Autism Genetics: Two Studies

November 6, 2008 by Kristina Chew, PhD  
Filed under Genetics, Health, Language, Neuroscience

A gene linked to susceptibility to autism, CNTNAP2, has also been connected to specific language impairment, the most common childhood language disorder, as reported yesterday in Reuters. The study, A Functional Genetic Link between Distinct Developmental Language Disorders, is published in the New England Journal of Medicine.

Specific language impairment involves difficulties with language and, in particular, the repetition of nonsense words. Researchers analyzed CNTNAP2 function in 184 families with common language impairments; children with certain forms of the gene had certain difficulties with language, such as the repetition of nonsense words. It was found that FOXP2, which is mutated in people with a rare speech and language disorder, “directly regulates expression” of CNTNAP2. CNTNAP2 has also been linked to epilepsy, schizophrenia, and Tourette’s Syndrome and may not be specific only for language, but may also play a role in the early development of cognitive function. As noted in the Washington Post

“What skill in language-impaired children is this gene affecting?” said Dr.

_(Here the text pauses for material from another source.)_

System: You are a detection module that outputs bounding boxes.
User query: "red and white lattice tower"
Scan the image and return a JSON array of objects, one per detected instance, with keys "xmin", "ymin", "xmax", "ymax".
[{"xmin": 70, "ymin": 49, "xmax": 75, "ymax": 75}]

Karin Stromswold, author of an editorial accompanying the paper in the Nov. 6 issue of the New England Journal of Medicine. “There are a lot of reasons you can be language-impaired, excluding hearing loss and mental retardation.”

Many children with common language impairment also have motor impairment, so the gene could actually be affecting either core language or motor involvement, said Stromswold, a professor of psychology and member of the Rutgers University Center for Cognitive Science, in New Brunswick, N.J.

In their paper, the researchers suggest that “different components of autistic-spectrum disorders (communication deficits, impaired social interaction, and rigid or repetitive behaviors) may be under different genetic influences.”

Another study about autism genetics appears in the Journal of Medical Genetics and (as noted in the November 5th Vancouver Sun) suggests that disruptions in the gene, Contactin 4, stop the gene’s proper functioning and prevent the brain from making proper networks through the development of axons; the mutations are present from birth. 92 patients from 81 families with autism spectrum disorder participated and a whole genome analysis performed, and the results compared them to 560 people without autism. Three of the patients were found to have deletions or duplications of DNA that disrupted Contactin 4. In all the cases, these disruptions were inherited from fathers without a history of autism.